I had a difficult but illuminating interaction recently with a scholar who I like and whose work I appreciate. He posted a comment on Twitter in the wake of the Parkland, Florida school shooting that I didn’t think reflected his best sociological imagination with respect to guns and violence. I responded by saying so. He did not appreciate me responding. Why? Because he was not looking to have a discussion or debate about what he said. He was just expressing an emotional response.
Re-reading what he wrote, I should have recognized this. He wrote “I never wanna hear anything about…” This is literally a true statement. He did not want to hear anything about it.
Moreover, it is probably the case that as a person in emotional distress in the wake of a mass murder at a school, he COULD NOT hear anything about it. He was literally unable to hear and process information in a useful way.
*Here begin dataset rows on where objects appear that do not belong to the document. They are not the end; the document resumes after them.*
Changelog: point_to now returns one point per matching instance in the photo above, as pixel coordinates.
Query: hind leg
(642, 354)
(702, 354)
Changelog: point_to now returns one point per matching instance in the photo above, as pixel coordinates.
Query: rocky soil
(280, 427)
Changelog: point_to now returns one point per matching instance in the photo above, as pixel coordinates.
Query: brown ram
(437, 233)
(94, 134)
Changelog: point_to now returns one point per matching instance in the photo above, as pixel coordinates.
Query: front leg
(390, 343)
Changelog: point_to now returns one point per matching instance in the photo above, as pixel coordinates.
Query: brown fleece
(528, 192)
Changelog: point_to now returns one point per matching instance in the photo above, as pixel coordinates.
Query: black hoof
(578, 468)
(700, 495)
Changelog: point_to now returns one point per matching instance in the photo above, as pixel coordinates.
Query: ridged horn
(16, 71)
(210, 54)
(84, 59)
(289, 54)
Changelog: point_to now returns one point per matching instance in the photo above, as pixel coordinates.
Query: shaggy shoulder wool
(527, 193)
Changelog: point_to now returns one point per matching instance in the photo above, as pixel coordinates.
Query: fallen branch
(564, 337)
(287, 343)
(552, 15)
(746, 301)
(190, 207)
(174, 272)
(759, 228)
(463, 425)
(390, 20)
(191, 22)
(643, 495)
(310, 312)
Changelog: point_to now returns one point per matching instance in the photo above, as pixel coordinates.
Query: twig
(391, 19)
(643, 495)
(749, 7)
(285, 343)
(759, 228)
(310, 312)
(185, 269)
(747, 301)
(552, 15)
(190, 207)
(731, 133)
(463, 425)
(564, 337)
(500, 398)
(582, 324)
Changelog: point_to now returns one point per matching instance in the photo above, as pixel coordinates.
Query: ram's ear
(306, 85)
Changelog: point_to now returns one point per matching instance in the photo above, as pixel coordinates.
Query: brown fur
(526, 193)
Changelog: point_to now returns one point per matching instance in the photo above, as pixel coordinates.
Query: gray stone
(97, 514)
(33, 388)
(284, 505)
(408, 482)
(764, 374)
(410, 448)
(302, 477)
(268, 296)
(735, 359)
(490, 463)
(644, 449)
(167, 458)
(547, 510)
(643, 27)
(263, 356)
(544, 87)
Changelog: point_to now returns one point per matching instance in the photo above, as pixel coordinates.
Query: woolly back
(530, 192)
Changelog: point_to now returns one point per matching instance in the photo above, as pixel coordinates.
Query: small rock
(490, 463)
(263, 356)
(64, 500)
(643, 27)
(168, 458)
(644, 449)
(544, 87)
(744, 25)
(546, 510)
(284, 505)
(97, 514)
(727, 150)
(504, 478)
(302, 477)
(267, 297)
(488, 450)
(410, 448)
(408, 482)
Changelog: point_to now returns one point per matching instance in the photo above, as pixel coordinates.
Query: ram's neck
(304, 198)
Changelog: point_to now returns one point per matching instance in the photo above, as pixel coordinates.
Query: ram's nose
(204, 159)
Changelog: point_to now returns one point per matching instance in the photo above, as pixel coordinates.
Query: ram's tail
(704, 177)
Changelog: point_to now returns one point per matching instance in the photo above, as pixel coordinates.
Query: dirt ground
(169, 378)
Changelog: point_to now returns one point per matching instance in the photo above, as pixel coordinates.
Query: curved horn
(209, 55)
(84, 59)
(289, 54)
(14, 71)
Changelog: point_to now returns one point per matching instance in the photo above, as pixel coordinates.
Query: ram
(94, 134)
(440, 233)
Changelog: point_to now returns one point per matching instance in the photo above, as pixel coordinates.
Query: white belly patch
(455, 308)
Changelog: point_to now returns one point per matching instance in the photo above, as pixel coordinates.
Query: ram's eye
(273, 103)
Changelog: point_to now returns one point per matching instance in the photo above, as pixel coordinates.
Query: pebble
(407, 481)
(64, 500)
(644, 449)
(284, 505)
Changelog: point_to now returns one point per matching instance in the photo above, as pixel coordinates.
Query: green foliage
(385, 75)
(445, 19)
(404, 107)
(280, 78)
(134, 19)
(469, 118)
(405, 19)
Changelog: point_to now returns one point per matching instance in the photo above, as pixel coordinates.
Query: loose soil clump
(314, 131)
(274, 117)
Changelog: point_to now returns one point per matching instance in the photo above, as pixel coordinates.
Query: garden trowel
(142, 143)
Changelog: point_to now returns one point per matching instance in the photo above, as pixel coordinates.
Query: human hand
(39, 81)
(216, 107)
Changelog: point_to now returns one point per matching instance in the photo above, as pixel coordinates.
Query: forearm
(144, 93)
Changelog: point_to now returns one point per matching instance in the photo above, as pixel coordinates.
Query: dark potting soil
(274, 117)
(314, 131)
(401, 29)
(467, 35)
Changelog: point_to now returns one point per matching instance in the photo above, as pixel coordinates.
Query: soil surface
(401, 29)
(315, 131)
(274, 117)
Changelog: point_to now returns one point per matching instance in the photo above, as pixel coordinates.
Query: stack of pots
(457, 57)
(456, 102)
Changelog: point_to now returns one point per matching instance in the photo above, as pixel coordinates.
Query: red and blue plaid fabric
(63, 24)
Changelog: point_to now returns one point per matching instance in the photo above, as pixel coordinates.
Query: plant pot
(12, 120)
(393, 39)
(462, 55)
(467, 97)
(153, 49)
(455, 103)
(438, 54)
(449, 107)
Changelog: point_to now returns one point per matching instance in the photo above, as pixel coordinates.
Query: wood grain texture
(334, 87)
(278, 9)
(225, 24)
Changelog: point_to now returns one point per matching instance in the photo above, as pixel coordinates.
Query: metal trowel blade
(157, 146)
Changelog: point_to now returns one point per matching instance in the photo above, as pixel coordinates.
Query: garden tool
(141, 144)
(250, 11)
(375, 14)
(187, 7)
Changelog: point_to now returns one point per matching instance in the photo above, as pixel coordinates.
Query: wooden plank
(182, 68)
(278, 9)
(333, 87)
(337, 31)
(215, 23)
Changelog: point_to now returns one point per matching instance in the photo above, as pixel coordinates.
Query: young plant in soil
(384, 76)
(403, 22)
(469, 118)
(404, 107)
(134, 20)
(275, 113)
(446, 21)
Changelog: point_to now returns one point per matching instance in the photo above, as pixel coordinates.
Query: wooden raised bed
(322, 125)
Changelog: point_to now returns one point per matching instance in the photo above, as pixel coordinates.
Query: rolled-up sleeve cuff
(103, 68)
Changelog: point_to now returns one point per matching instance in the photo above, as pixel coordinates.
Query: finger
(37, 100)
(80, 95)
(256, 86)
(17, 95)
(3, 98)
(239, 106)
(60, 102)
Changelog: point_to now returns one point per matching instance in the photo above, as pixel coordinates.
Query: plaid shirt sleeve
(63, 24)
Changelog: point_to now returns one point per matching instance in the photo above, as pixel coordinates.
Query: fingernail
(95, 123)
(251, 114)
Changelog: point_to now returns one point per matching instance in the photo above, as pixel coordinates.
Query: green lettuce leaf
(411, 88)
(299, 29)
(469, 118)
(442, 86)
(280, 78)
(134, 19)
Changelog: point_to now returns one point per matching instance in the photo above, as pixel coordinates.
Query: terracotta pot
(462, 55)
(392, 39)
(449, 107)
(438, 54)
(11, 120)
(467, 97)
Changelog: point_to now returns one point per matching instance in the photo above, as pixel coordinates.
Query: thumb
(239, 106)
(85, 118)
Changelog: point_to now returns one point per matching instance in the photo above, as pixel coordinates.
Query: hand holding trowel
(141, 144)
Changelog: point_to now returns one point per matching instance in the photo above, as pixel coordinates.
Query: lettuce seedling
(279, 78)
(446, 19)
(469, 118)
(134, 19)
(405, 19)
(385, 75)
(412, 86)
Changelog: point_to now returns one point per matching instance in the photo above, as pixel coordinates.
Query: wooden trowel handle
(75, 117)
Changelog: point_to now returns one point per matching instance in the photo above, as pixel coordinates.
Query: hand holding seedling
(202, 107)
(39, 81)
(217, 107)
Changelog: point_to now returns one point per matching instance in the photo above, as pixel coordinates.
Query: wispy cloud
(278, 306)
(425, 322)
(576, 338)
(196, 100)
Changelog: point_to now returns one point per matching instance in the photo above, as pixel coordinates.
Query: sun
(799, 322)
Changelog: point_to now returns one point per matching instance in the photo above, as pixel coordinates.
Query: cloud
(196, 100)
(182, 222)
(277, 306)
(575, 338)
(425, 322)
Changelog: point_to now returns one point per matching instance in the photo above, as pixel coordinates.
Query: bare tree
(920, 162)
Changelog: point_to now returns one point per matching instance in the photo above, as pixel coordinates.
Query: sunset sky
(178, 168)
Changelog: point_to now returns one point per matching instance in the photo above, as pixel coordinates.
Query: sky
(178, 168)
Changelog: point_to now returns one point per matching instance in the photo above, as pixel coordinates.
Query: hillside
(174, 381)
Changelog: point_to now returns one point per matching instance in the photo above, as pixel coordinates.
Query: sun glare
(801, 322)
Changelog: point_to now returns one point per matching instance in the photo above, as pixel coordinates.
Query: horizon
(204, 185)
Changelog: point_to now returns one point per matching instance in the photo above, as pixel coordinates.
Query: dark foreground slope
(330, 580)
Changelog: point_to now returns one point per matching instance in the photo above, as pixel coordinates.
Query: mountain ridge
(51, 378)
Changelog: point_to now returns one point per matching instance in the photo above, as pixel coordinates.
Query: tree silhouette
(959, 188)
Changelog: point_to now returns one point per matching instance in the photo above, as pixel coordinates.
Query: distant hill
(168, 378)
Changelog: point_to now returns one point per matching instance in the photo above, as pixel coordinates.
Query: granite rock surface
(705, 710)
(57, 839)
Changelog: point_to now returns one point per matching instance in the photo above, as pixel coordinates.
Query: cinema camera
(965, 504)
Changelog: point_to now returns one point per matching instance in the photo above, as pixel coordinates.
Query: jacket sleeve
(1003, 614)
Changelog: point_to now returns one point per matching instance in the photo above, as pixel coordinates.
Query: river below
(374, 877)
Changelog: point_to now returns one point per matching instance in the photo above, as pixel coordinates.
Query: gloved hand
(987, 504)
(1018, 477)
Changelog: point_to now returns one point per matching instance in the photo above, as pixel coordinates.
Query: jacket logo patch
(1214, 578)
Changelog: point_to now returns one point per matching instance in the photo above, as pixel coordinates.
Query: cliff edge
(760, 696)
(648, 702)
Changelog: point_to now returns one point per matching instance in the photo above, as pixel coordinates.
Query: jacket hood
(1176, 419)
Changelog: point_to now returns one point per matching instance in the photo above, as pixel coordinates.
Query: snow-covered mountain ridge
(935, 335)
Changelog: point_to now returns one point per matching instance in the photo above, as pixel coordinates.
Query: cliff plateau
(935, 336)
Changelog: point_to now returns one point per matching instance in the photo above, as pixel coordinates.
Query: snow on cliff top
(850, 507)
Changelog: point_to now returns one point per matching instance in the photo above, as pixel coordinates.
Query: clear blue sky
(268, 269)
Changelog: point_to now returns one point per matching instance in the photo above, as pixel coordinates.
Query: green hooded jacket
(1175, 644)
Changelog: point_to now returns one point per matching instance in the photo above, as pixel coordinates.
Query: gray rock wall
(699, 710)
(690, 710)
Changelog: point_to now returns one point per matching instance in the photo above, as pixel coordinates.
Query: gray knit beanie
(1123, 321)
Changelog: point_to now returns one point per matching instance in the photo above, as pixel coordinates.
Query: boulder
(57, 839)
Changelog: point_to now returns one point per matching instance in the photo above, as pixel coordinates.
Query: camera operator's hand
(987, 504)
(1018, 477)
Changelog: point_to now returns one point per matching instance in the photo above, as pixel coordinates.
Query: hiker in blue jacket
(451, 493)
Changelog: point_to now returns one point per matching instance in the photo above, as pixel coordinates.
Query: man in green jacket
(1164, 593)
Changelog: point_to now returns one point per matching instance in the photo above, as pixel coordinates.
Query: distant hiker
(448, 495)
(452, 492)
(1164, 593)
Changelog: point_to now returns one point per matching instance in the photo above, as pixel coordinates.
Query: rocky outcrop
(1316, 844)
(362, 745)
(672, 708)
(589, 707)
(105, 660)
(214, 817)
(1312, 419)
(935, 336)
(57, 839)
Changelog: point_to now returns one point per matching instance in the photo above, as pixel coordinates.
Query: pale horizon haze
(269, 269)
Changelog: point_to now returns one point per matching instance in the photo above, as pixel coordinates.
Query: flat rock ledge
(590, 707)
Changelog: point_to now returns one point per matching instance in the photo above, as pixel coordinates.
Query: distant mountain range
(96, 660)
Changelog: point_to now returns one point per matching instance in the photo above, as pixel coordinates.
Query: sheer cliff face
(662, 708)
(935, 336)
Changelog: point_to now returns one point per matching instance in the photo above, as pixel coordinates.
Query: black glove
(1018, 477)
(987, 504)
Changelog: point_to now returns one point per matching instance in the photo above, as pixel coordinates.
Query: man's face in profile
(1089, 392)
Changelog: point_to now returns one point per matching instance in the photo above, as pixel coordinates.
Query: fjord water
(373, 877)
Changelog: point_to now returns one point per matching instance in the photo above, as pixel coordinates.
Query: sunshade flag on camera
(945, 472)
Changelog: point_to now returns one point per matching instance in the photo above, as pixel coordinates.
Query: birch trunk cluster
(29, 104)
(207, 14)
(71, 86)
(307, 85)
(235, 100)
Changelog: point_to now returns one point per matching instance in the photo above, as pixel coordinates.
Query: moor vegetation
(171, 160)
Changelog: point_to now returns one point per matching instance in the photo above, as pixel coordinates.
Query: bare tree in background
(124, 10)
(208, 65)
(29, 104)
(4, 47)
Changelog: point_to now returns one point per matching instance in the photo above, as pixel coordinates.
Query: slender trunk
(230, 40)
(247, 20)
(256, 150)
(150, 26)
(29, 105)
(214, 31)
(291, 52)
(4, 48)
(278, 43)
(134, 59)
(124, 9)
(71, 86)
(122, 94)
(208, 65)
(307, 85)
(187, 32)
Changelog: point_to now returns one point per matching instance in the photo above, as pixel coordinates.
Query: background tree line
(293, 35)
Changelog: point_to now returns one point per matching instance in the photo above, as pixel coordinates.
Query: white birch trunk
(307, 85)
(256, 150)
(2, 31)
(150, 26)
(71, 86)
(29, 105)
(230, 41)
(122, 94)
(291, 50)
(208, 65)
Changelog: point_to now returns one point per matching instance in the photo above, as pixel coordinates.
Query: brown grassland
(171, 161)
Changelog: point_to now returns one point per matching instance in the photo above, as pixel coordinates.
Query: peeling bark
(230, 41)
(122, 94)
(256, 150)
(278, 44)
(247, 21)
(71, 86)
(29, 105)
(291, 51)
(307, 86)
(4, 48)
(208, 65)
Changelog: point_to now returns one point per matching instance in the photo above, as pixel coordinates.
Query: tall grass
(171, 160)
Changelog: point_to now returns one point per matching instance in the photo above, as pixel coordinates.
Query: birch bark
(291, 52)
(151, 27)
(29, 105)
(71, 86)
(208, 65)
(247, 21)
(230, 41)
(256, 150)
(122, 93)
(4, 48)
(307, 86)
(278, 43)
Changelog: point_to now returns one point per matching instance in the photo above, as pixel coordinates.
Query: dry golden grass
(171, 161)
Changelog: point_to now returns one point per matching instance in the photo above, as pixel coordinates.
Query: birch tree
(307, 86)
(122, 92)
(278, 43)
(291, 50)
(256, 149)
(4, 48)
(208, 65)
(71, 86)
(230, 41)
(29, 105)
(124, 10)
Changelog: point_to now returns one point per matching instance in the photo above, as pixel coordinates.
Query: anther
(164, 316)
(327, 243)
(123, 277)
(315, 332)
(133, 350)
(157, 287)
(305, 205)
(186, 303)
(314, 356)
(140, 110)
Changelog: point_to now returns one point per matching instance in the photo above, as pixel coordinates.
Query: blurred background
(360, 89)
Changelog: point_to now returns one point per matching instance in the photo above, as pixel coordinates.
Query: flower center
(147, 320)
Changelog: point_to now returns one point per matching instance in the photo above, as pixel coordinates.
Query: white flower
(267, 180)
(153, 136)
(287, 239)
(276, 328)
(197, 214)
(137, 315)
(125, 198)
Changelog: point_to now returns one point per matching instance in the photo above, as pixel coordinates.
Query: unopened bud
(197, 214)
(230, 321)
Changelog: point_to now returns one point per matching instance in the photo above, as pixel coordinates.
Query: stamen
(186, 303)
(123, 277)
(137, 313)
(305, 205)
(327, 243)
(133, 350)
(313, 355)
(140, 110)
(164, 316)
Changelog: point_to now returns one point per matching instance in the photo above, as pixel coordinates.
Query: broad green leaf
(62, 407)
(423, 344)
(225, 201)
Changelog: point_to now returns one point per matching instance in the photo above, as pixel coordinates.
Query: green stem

We already know that people’s existing cognitive frameworks shape their understanding of reality (data, statistics, probabilities) in relation to risk – whether from the perspective of cognitive psychology (e.g., the work of Daniel Kahneman) or cultural cognition (e.g., the work of Kahan and Braman). Under conditions of duress or uncertainty, those “heuristics and biases” no doubt are even more powerful.
So, providing information and argument counter to his position was of no use. This became even clearer when in a follow-up Tweet he mentioned, so as to close off discussion, “I’ve been to too many funerals.” Again, for personal, emotional reasons he did not want to and could not hear anything about it.
Beyond this one interaction, people being unwilling and unable to hear in times of distress raises a problem for me as an empirical social scientist. My trained approach to understanding the world is through systematically gathered data. But if you approach the issue from that perspective at a time when people are grieving and aggrieved, you run the risk of being seen as “deflecting” the issue or, worse, as not sympathetic to the victims of the horrific crime.
So, what is an empirical social scientist to do?